Most parents provide financial support to adult children ages 18 to 34, according to recent research from Merrill Lynch. Incredibly, each year parents spend twice as much supporting their adult children than they do contributing to their own retirement ($500 billion spent on adult children, $250 billion in contributions to retirement accounts).
“In this new era of delayed financial independence of young people, financial planning is becoming an ongoing family project with longer and different economic interdependencies than we’ve seen before,” says Ken Dychtwald, Ph.D., CEO and founder of Age Wave.
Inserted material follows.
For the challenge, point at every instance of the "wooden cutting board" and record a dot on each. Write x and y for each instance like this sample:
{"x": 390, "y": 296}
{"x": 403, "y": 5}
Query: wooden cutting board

There are 173 million parents in the U.S. and 76 million have children under the age of 18. The average cost of raising a child today to age 18 is estimated to be more than $230,000. Most new parents are surprised by how much money they spend paying for childcare and other expenses like diapers and dental work. More than 60 percent of parents encounter financial difficulties associated with parenting.
Financial support doesn’t end when a child turns 18. A third of early adults ages 18 to 34 still live with their parents. More than 70 percent of parents say they have put their children’s interests ahead of their own need to save for retirement. Over 80 percent are willing to make a major financial sacrifice for adult children.
“While it’s tempting to help your kids get a good start, early adulthood expenses can be big-ticket items, like cars, rent and grad school tuition. If you can afford to help out, that’s great, but be clear on your intent, set clear boundaries and don’t imperil your own finances,” says Stacy Allred, managing director and head of the Merrill Lynch Wealth Management Center for Family Wealth. “Remember that one of the greatest gifts you can give your kids is financial independence and security.”
When it comes to educating children about personal finances parents are better at teaching them how to pay off debt than they are at teaching them to invest early and benefit from compounding interest. More than 70 percent of parents wish they had help teaching their children about investing. A whopping 90 percent of parents would like personal finances to be taught to children in school.
It’s difficult to educate children on personal finances when most parents experience significant financial stress themselves. Employer-sponsored financial wellness programs can make a real difference by helping parents better manage their own money so they can teach their children to do the same.